Publicado em 05/03/2018 - cesar-vanucci - Da Redação
"Brasil, tira as flechas do peito de meu padroeiro que São Sebastião do Rio de Janeiro pode ainda se salvar."
(Aldir Blanc, no lindíssimo "Querelas do Brasil")
Retiro do baú um artigo de anos atrás que se reveste ainda, sem que se precise dizer o motivo, de candente atualidade.
O que diferentes administrações de notória ineficiência, mafiosos e
bandoleiros de diversificados matizes, policiais despreparados ou corruptos e
políticos inescrupulosos ou desprovidos de espírito público andam aprontando,
não é de hoje, com a mui leal e heroica São Sebastião do Rio de Janeiro, só
pode ser mesmo classificado de crime de lesa-pátria.
Sou de um tempo e pertenço a uma geração que aprendeu a cultuar o Rio
como o segundo rincão natal de cada brasileiro. Mesmo daqueles patrícios que só
o conheciam à distância. Melhor dizendo, daqueles compatriotas que se
extasiavam com a soberba composição entre a Natureza e o engenho humano
refletida na cidade, sem nunca ter tido a chance de contemplar de perto as
belezas sem par da cidade de encantos mil, cidade maravilhosa, coração do
Brasil, cantada na imortal melodia de André Filho.
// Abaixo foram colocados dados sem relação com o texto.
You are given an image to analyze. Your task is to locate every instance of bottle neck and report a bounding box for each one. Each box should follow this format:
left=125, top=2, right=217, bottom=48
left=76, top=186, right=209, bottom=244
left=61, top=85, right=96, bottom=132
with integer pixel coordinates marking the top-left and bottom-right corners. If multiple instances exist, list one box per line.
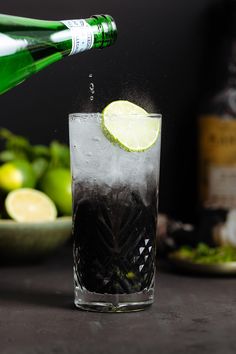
left=61, top=19, right=94, bottom=55
left=226, top=39, right=236, bottom=86
left=86, top=15, right=117, bottom=49
left=210, top=0, right=236, bottom=89
left=201, top=38, right=236, bottom=116
left=61, top=15, right=117, bottom=56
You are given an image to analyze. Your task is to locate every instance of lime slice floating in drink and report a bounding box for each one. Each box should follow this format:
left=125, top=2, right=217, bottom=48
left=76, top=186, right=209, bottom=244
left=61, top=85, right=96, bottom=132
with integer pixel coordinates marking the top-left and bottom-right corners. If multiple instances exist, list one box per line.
left=5, top=188, right=57, bottom=222
left=102, top=100, right=160, bottom=152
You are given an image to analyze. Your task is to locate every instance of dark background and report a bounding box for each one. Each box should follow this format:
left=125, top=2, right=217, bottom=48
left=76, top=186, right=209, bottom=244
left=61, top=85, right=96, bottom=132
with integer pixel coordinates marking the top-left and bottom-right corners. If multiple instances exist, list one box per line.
left=0, top=0, right=221, bottom=222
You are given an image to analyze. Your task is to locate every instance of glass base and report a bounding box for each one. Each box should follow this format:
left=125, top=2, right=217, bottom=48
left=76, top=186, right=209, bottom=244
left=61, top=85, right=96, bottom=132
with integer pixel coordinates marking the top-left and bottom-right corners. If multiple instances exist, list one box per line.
left=74, top=287, right=154, bottom=312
Comprovo em sugestiva coletânea de depoimentos anotados pelo renomado
Paulo Rónai, no esplêndido "Dicionário de Citações", que o
encantamento e a magia do Rio de Janeiro são de tempos imemoriais, de
abrangência universal e de ressonância infindável. Vejam só o que a visão
estonteante da paisagem inigualável arrancou de um versejador maior da língua,
Bocage (1765-1805): "Pus, finalmente, os pés onde murmura / o plácido
janeiro, em cuja areia / Jazia entre delícias ternura." Apolinário Porto
Alegre, nas "Brasilianas", não faz por menos: "Vi dez sólios;
oitenta e seis cidades / Vi as do engenho humano maravilhosas / Pelas artes
criadas em mil anos / Mas meus olhos não viram quem te iguale / Divina
Guanabara, em teus encantos.”
Com certeira certeza, emoção parecida arrastou Paul Claudel a dizer que
"o Rio é a única grande cidade que não conseguiu expulsar a
natureza.". Ou Genolino Amado a proclamar, deslumbrado, que os panoramas
cariocas, inundando o coração da gente, fornecem a sensação do mundo em festa.
Ou ainda Carlos Lacerda a garantir ser o Rio uma admirável síntese brasileira,
cidade onde existe a ideia de que a amizade é força essencial à vida,
arrematando assim a definição de um Rio presente na saudade e na veneração dos
brasileiros: "O que no Rio por dinheiro nenhum se consegue, com uma boa
palavra se alcança. Ou um palavrão, dito com ternura.”
Esse Rio lindíssimo, terno, de imagens que comportam tantas grandezas,
de abrasador calor humano, sinopse vibrante do sentimento nacional, parece não
existir mais. Parece estar sucumbindo diante das flechadas letais disparadas
pela violência e insensatez desabridas, estimuladas pelo despreparo e falta de
criatividade governamentais no enfrentamento da bandidagem e corrupção.
No passado, tomava-se conhecimento com sintomática frequência de casos
de conhecidos que se ligavam pela vida afora, movidos por contagiante
entusiasmo, ao sonho dourado de terminar seus dias, à hora merecida da
aposentadoria, na assim denominada cidade-maravilhosa. Que diferença de hoje,
santo padroeiro! Que diferença destes tempos ignominiosos das quadrilhas de
traficantes; das milícias corruptas de policiais; das unidades pacificadoras,
nem sempre lamentavelmente “pacificadoras”; das balas extraviadas, das rajadas
luminosas mortíferas que enchem de pavor ruas, residências, estradas, bairros
inteiros e que inspiram nas pessoas, ao reverso, a ânsia de sair à cata de
outros refúgios para terminar os dias de forma que não renda notícia dolorida
em canto de página policial.
Os acontecimentos dos tempos cariocas de hoje dizem respeito a todos os
brasileiros. O Brasil tem o direito e o dever de agir, se preciso for até com
intervenção federal. O Rio de Janeiro precisa desfazer-se de suas mazelas.
Continuar lindo, para desfrute da humanidade. É preciso que surjam pessoas
interessadas em arrancar as flechas do peito do padroeiro, para que São
Sebastião do Rio de Janeiro possa ainda se salvar, como dito na belíssima
canção de Aldir Blanc.
Em tempo: O título deste artigo foi inspirado por uma expressão que deu
título a um livro do magnífico Rubem Braga: “Ai de ti, Copacabana!”.